¡Sant Jordi 2011!

Cuenta la leyenda, que hace muchos, muchos años, un dragón tenía atemorizado a un pueblo, al cual atacaba sin piedad. Los habitantes del pueblo decidieron entregar dos corderos al dragón cada día para que fueran devorados por él y saciara su hambre, evitando así que atacara la villa en busca de otros alimentos. Un día, los corderos empezaron a escasear y no tuvieron más remedio que empezar a enviar personas al dragón. Se hacía un sorteo, y al desgraciado que resultaba elegido no le quedaba otra opción que acudir a su fatal encuentro con la bestia. Un día, en el sorteo, salió el nombre de la hija del Rey, y la desdichada princesa tuvo que encaminarse hacia la guarida del dragón. Mientras caminaba rumbo a su fatal destino, se encontró con San Jorge. Éste, al oír su historia y el terrible final que la aguardaba, se ofreció a rescatarla. Se enfrentó al dragón y lo mató, y de la sangre que fluyó del cuerpo sin vida del dragón nació una rosa.

De esta leyenda nació la tradición de regalar una rosa a la mujer amada, y como además resulta que el día de San Jorge, o Sant Jordi por estos lares, es también el Día del Libro (por aquello de que es el día en el que murieron Cervantes y Shakespeare), se instauró en Cataluña la bonita tradición de regalar una rosa a la mujer amada, y un libro al hombre amado.

Como yo digo siempre, las tradiciones no hay por qué cumplirlas a rajatabla, es decir, yo prefiero mil veces que me regalen un libro a que me regalen una rosa. A las mujeres también nos gusta leer, ¿y por qué no vamos a poder regalarle rosas a un hombre? En fin, que mi parte contratante lo sabe muy bien y nosotros nos regalamos mutuos libros por Sant Jordi, y nada de rosas.
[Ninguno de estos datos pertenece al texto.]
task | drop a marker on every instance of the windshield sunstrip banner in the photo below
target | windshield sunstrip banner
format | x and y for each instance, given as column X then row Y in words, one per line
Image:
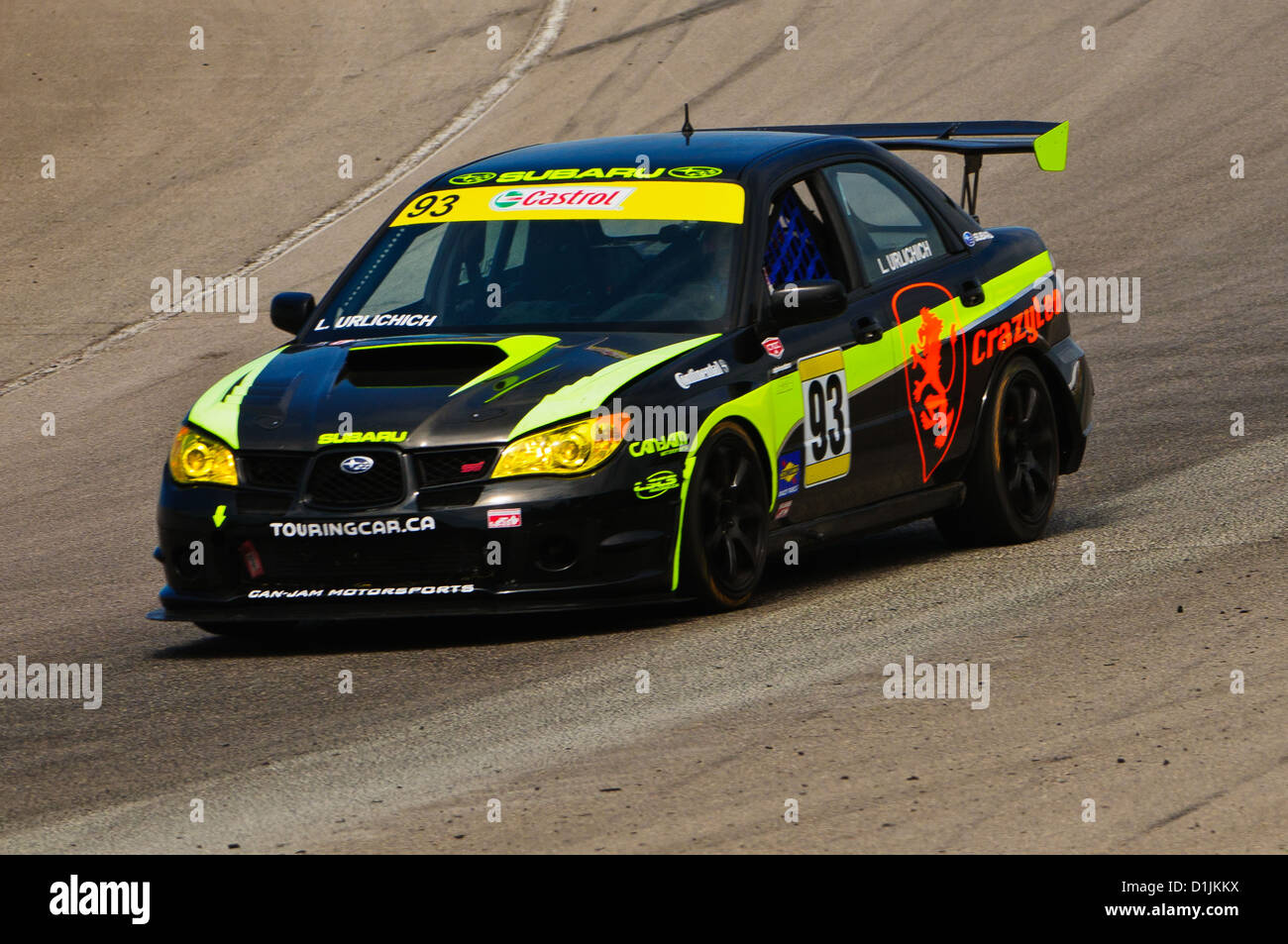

Pero eso no quita que os regale una rosa a todos los que paséis por aquí a leer mi humilde blog:

Rosa negra sobre papel negro, qué le vamos a hacer, tengo debilidad por ellas...

Y por supuesto, no podía faltar una mini reseña de los libros que me han caído en este Sant Jordi:

El cuento del grial, de Chrétien de Troyes (Edición bilingüe de Martín de Riquer, por la editorial Acantilado). Ando estos días viciándome a la literatura medieval, y en especial a las Leyendas Artúricas, así que estoy encantada con esta edición de uno de los clásicos entre los clásicos sobre este tema que me ha regalado mi parte contratante. Se trata además, de una edición bilingüe, que incluye el cuento en verso original en francés, y su traducción en prosa al castellano. Mi francés es lo más básico del mundo, pero me pirran las ediciones bilingües y seguro que puedo comparar y aprender mucho con esto. Al fin y al cabo, no son idiomas tan dispares el uno del otro.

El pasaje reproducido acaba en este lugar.